Inyectando agua salada en la vena de la vida
Reflexiones sobre la realidad líquida y salada en la que vivimos.

10/05/2008 GMT 1

El Mujeriego

ghawar @ 00:15

- ¿Le queda mucho joven?

- Ahora terminamos

- Es que dentro de una hora vamos juntos a gimnasia, no, miento, a memoria, ya sabe, a hacer ejercicios mentales y esas cosas, no es que lo necesitemos, que va, pero más vale prevenir...

Ella es pequeña, delgada y con unos ojos vivarachos que no paran nunca. Él, en cambio, es más alto, también delgado pero mucho más tranquilo y sobre todo infinitamente menos hablador.

- O sea que llevan...

- Sesenta años casados hará el próximo tres de junio si Dios quiere. Sabe usted, a Tomás le mandaban al frente con el primero de U. G. T. así que nos casamos y tres días después le estaba despidiendo hecha un mar de lágrimas en Garellano.

- Es decir que no tuvieron viaje de novios, ¿no?
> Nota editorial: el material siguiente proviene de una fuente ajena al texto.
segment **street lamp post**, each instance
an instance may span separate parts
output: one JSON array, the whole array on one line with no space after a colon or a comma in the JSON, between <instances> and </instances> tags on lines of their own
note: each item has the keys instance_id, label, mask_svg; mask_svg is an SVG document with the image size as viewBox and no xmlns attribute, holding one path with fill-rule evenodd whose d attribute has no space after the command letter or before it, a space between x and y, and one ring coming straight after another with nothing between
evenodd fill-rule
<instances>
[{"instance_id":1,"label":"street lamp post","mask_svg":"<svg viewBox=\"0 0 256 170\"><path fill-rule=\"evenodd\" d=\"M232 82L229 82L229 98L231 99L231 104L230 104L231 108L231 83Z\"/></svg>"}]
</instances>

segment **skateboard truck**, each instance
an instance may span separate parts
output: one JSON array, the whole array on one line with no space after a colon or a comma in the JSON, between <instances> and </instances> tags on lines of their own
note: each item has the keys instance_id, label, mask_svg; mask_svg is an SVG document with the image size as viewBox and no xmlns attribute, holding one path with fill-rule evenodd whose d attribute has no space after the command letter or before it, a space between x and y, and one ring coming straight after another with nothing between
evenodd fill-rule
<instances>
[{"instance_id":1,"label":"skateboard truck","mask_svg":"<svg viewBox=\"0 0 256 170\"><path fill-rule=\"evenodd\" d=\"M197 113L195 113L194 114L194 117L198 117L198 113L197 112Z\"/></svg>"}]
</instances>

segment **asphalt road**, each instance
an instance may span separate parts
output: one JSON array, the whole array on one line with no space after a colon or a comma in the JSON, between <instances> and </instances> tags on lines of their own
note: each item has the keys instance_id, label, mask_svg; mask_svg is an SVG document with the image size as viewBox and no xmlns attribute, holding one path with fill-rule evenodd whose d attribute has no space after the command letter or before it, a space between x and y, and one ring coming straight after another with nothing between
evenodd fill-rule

- Ni viaje, ni apenas banquete, entonces no había tanto como ahora y la noche de bodas, porque yo, sabe usted, fui santa al matrimonio no como ahora que ya lo han hecho y lo saben todo, yo era ignorante total, pues la pasamos en un colchón en la cocina del piso de mi hermana. Era grande y tan limpia que se podían comer sopas en el suelo. Yo tenía miedo. "Ay, Tomás, estate quieto que nos van a oír", le decía, y él: "que nos oigan, estamos casados". A mi me daba mucho apuro, tenía sólo quince años, ¡quince! menudos disgusto le di a mi difunta madre que en paz descanse (se santigua y mira hacia arriba).

- Y... ¿cómo es que se casaron tan jóvenes?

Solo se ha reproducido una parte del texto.